Drew took her by the shoulders, staring into her red-rimmed eyes. "I don't have a choice."

"Yes, you do. You have to. You. Have. To." She pounded on his chest with balled fists.

He caught her hands and stilled them, pulling her tightly to him. One hand held her closely while the other smoothed her hair. He murmured soothing syllables. When she calmed enough to listen again, he spoke. "Jordan, I have to do this. It's the only way. This is my fault."

"We don't know that," she muttered.

He kissed the top of her head. "Honey, we do know that."

"I've pissed a few people off, you know."

He pulled away and looked down at her. "You want to argue about who has more enemies?" The disbelief in his voice angered her.

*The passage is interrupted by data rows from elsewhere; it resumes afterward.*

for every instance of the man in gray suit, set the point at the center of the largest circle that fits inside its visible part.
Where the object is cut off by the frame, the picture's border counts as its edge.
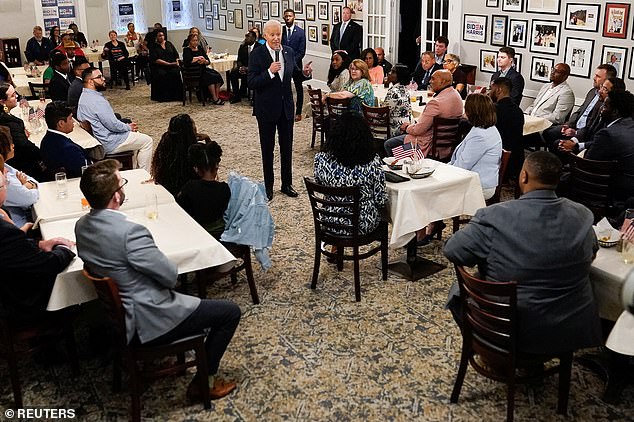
(544, 243)
(112, 246)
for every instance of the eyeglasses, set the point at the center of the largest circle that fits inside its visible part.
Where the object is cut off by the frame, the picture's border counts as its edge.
(125, 182)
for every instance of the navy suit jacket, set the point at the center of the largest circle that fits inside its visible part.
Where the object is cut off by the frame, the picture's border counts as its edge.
(60, 151)
(273, 96)
(517, 81)
(297, 42)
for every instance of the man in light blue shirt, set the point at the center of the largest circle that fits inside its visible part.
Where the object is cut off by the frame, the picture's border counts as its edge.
(114, 135)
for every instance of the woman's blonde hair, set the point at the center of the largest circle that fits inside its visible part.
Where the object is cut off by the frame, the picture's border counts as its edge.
(362, 66)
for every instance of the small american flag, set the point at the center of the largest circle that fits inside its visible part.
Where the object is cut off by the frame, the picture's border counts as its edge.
(407, 150)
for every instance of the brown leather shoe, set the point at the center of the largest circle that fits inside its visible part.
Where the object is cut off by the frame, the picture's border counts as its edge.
(219, 390)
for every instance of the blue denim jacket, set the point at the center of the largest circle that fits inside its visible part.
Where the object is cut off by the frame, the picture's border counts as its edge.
(248, 220)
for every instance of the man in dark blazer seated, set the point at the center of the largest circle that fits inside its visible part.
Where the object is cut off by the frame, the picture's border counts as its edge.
(347, 35)
(270, 72)
(295, 37)
(29, 267)
(238, 75)
(505, 58)
(58, 87)
(616, 141)
(509, 241)
(112, 246)
(58, 150)
(510, 124)
(585, 114)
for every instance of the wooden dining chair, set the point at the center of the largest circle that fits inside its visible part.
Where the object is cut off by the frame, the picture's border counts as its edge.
(378, 119)
(445, 138)
(504, 162)
(320, 118)
(489, 331)
(135, 357)
(336, 212)
(592, 184)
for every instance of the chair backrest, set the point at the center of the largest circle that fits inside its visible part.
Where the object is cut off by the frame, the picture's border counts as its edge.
(335, 209)
(336, 107)
(378, 118)
(445, 138)
(504, 161)
(108, 293)
(316, 105)
(489, 316)
(36, 89)
(592, 183)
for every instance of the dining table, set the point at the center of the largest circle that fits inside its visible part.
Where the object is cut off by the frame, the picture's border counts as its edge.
(37, 131)
(448, 192)
(177, 235)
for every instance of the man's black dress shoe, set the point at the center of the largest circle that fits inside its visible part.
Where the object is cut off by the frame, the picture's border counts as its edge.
(289, 191)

She wrenched free. "No! Yes! God, I don't know, Drew. I just – I…." She swallowed helplessly. She laid her head against his chest once more. "I'm sorry. This is – It's – God…."

"Yeah, it is." He pulled away and searched her face again. "But I'm going to fix it."

"Drew…."

"Don't, Jo. Don't." He took her face in his hands, stroking her cheeks with his thumbs. Her eyes fluttered shut. He kissed her softly. Pulling away, he rested his forehead on hers. "God, why couldn't we make everything work like this always has?"

She smiled wryly.

He brushed her cheeks again, wiping at the tears falling from her eyes. "We did one really great thing together, Jo."

She nodded. "Allie."

"Allie. She's been worth everything. All of it."

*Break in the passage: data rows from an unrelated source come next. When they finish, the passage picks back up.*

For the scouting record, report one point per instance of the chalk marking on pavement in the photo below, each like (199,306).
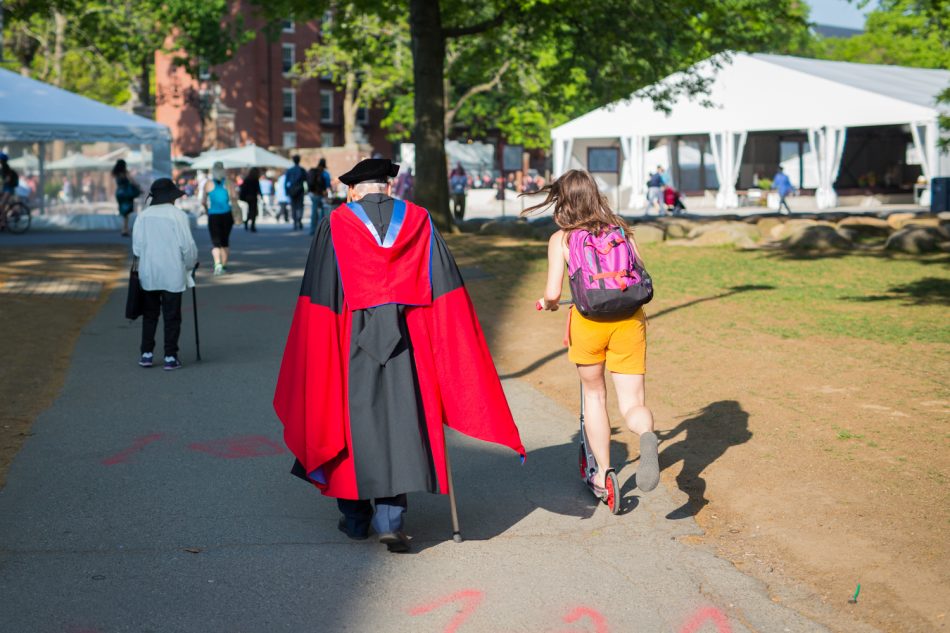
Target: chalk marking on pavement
(470,598)
(241,447)
(137,445)
(580,613)
(704,615)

The car came to a soft stop as it reached the lobby, the doors opening, disgorging its anxiety-ridden passengers. Looking straight ahead, Haley grasped Jordan's hand in his own as he strode through the lobby toward the hotel's entrance. He slowed only when they reached the sidewalk, scanning the street in front of them.

He turned to her and pushed a stray lock of hair behind her ear. His eyes stormed with a violent welter of emotions. Comprehension dawned on Jordan too late as he kissed her quickly and then pulled away. In a few strides he was pulling open the door of a nondescript sedan. Even as Jordan called his name, he slammed the door. The car pulled away smoothly. Too stunned to do more than gape at the car's receding tail lights, she didn't even take notice of the driver or the plate number. She was reaching for her cell phone, switching into an automatic mode, when her hand froze.

"Mommy! Mommy!"

Jordan turned and Allie was sprinting down the sidewalk toward her.